There are many voices clamoring for attention; some are malicious, as Jesus points out in verse 1. We see this especially in the rise of cults, focused on leaders who demand unquestioning allegiance; often they claim divinity, or profess to be closer to God than their followers, with exclusive authority and anointing. They denounce all other teachers as wrong and manipulate their followers. Error is deadly; truth is life-giving. Jesus is warning us against such false teachers. They are “thieves” by robbing people of truth, and often of money. They indoctrinate and intimidate people into following them…and in so doing they lead people away from God.
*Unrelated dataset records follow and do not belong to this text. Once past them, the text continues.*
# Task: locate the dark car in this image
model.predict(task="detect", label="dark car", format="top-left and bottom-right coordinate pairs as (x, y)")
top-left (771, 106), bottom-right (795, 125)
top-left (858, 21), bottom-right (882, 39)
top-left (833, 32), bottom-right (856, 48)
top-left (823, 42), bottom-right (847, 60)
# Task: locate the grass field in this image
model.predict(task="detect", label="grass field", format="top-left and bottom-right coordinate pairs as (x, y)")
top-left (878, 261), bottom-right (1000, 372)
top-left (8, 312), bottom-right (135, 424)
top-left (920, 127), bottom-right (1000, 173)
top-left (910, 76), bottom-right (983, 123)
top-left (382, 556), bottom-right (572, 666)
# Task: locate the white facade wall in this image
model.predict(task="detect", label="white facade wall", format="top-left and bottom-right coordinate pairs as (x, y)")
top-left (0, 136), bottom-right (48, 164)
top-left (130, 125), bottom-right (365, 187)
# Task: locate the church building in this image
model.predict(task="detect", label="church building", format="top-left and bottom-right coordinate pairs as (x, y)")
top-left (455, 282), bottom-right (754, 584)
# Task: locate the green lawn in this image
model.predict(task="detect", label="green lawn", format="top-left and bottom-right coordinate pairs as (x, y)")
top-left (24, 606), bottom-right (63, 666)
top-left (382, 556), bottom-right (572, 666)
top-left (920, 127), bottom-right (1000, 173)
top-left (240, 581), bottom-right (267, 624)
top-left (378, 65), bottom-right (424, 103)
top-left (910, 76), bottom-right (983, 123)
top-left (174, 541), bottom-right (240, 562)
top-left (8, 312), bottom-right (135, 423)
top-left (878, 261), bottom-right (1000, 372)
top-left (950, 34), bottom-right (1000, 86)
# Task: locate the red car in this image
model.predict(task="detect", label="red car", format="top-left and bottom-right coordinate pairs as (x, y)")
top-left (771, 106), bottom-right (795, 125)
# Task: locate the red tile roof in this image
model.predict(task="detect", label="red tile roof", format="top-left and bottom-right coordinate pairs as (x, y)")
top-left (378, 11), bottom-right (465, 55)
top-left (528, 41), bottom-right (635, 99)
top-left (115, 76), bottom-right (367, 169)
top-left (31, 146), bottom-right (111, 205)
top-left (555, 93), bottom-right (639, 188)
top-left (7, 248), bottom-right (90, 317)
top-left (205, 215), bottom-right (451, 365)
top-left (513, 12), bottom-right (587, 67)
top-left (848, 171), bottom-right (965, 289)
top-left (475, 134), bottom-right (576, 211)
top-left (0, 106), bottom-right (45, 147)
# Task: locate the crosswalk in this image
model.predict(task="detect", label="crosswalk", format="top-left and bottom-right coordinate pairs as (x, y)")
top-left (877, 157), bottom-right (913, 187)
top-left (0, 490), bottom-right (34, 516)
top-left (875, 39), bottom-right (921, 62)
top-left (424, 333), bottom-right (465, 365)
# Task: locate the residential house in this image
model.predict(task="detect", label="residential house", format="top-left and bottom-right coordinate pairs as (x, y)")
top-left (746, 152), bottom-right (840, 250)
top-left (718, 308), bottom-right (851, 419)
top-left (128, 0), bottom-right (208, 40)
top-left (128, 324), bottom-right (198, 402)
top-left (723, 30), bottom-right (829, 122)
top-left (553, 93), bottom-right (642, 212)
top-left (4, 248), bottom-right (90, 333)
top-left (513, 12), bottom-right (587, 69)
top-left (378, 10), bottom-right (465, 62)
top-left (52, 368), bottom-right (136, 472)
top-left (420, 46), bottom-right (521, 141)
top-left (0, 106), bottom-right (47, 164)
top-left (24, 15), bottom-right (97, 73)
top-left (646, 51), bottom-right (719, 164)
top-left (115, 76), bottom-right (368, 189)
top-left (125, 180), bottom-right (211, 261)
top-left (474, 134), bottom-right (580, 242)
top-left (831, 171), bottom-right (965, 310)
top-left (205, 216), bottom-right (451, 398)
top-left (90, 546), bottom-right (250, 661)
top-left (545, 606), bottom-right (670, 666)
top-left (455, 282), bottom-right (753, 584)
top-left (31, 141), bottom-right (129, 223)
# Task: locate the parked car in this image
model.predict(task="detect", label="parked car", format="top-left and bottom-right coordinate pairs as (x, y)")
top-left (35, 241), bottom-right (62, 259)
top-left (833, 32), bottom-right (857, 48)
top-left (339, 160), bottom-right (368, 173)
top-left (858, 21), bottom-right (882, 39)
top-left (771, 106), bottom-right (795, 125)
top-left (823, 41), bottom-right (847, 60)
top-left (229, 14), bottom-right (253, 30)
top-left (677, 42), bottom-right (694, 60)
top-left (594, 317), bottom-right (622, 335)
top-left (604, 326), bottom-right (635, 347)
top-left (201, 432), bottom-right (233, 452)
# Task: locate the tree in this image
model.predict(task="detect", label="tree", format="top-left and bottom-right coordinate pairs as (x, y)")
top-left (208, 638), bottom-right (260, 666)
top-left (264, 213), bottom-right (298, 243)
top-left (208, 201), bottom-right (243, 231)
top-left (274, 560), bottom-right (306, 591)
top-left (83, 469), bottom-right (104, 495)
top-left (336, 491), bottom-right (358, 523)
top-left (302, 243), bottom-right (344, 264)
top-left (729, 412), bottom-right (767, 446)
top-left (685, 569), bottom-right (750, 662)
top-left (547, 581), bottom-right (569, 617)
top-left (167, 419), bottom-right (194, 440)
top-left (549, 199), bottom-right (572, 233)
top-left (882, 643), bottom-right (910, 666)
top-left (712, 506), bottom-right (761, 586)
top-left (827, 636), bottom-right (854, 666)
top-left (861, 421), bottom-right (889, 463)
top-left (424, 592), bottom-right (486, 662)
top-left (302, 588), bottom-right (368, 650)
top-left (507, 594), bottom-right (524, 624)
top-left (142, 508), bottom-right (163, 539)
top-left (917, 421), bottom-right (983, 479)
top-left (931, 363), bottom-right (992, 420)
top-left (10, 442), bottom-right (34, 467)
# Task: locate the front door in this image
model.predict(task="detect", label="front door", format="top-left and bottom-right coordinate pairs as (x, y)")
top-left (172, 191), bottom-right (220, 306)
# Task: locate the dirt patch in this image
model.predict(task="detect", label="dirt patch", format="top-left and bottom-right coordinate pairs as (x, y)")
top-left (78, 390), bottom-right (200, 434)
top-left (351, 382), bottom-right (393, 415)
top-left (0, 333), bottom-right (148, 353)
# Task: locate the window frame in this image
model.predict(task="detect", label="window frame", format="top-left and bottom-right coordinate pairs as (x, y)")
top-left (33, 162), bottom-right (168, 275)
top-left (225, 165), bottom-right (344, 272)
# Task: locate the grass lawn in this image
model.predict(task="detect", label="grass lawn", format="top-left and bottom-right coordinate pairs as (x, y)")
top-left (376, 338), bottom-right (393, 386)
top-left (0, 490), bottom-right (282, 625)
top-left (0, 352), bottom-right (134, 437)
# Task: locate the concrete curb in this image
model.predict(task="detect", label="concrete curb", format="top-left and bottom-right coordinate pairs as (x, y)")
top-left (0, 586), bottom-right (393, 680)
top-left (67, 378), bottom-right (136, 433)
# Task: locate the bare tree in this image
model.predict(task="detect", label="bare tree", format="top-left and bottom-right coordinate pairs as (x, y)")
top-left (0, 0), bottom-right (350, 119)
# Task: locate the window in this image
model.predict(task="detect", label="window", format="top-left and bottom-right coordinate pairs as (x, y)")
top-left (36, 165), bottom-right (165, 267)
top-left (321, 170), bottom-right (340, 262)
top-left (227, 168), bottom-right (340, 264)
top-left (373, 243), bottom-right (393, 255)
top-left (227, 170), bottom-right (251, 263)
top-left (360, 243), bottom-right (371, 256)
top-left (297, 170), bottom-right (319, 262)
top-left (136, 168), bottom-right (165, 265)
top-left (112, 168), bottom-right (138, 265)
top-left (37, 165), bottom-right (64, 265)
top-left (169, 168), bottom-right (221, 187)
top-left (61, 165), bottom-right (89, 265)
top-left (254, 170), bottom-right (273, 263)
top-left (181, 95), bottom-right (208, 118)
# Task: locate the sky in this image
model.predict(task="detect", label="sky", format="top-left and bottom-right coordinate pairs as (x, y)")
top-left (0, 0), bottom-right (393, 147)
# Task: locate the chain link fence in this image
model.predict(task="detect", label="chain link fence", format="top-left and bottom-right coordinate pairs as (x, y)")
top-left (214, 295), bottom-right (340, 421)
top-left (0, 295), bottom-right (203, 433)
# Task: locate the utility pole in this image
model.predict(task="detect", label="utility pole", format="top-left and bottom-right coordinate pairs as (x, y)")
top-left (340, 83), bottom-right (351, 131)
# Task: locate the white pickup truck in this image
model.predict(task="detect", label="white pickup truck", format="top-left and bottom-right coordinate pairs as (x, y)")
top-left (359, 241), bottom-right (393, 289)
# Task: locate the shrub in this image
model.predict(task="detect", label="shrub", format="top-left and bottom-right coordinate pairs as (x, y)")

The prophet Ezekiel condemned false shepherds and predicted that the true Shepherd, the Messiah, will provide genuine care and leadership (34). Just as there are false shepherds, there are false doors. In Matthew 7:13-14, Jesus warns His listeners: “Enter through the narrow gate. For wide is the gate and broad is the road that leads to destruction, and many enter through it. But small is the gate and narrow the road that leads to life, and only a few find it.” It matters which door we choose.

The watchmen or gatekeepers of verses 2-4 are the shepherds. Who are they? The Pharisees would have gladly claimed this position, but Jesus assigns them another title. Prophets in the Old Testament and Pastors in the New are identified in Scripture as shepherds of their congregations. They are called to feed, guide, protect, correct, and love their flocks. They occasionally go after lost sheep to bring them back to the fold. They keep the flock from dangers on the outside and discord from within.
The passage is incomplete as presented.